Na falta de conjecturas melhores, Batman, o super-herói do filme, foi levianamente acusado de estar na origem da motivação do evento, e o assassino reforçou essa tendência ao comparar-se ao vilão Coringa. Por que não se teve tanta urgência em questionar a paixão norte-americana por armas?

Não há como esquecer que Holmes vive nos EUA, um país onde a população convive com um arsenal de pólvora e testosterona sem aplicações práticas, um campo minado. Dentro de casa, armado até os dentes, qualquer medíocre, obscuro e fracassado pode se imaginar soldado de uma guerra imaginária, um cowboy à espera dos bandidos. Por que somos tão condescendentes com a realidade e severos com a fantasia?

Num baralho, o Coringa é uma carta-camaleão. Convém tê-la, mas só vale no contexto, assumindo a identidade em função das que a acompanham. Com o que Holmes está se mimetizando? Coringa, um bom nome de vilão para esses psicopatas, pois são como vampiros: alimentam-se da morte, migram do anonimato para a fama a partir das vidas que suprimem.

Atiradores malucos, assim como assassinos de celebridades, ganham vida eterna na mídia. Alguns sugam a fama daqueles que matam, como os assassinos de Kennedy e Lennon, outros apostam no atacado das vidas inocentes. São modos vampirescos de angariar reconhecimento na sociedade do espetáculo. A personagem Kevin, de um livro e filme recentes sobre um desses atiradores de escola americanos, agradecia a seus crimes a fama alcançada, pois ninguém iria falar dele se tirasse boas notas em matemática.

Mas de que “traumas” são tecidos? Quase na totalidade homens, esses assassinos que se tornam personagens da mídia talvez reflitam uma fragilidade contemporânea nas identificações viris.
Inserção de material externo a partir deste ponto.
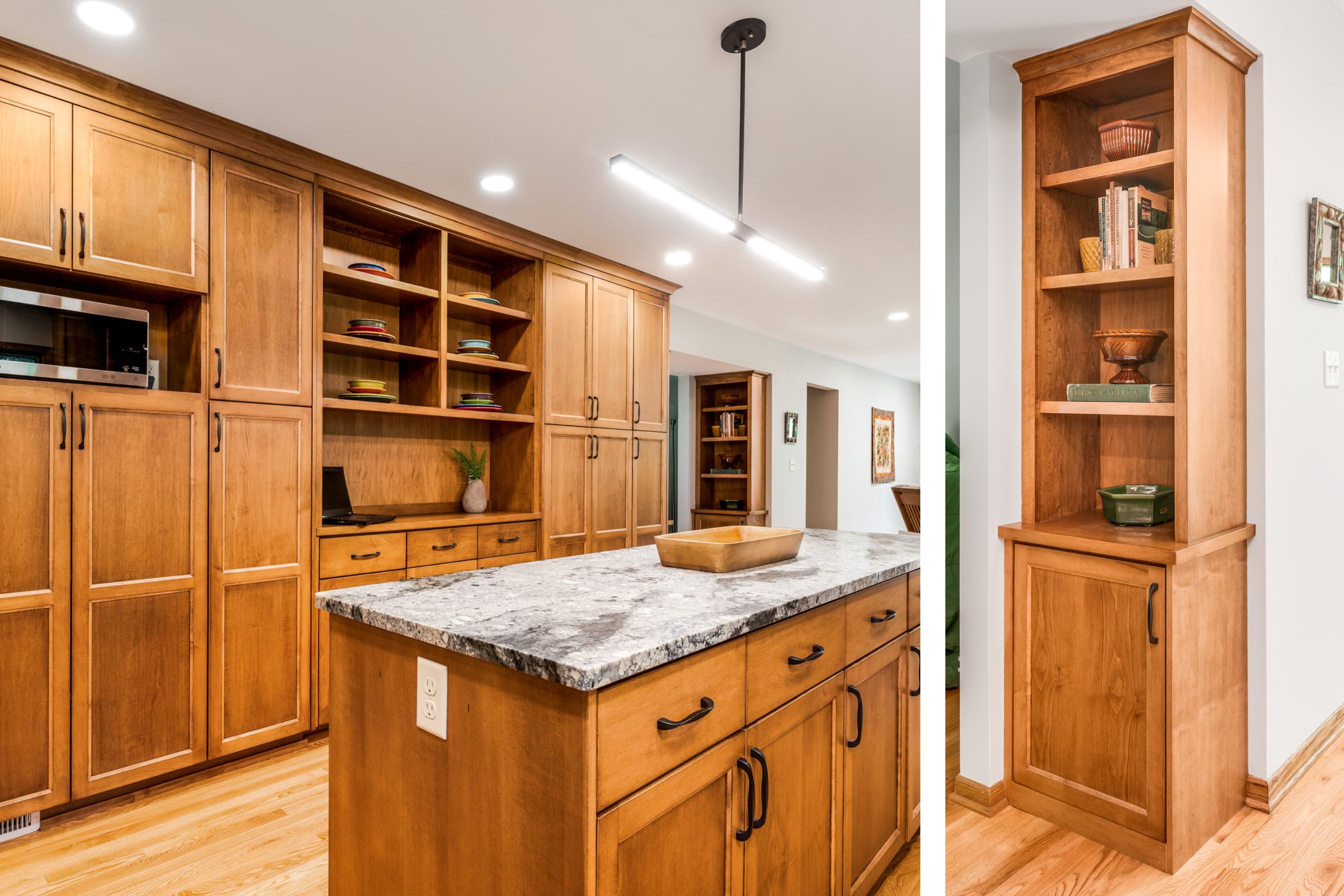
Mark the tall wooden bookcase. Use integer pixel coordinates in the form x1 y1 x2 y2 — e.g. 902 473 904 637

Quanto mais rudimentar uma personalidade for, mais ela vai precisar de identidades totalitárias e violentas para se mimetizar. Provavelmente é para alimentar fantasias de virilidade, de reconhecimento social e de controle sobre a morte que tantos homens anônimos e insignificantes querem ter seu arsenal doméstico. Se as cartas são essas, não é difícil saber a cara que o Coringa terá.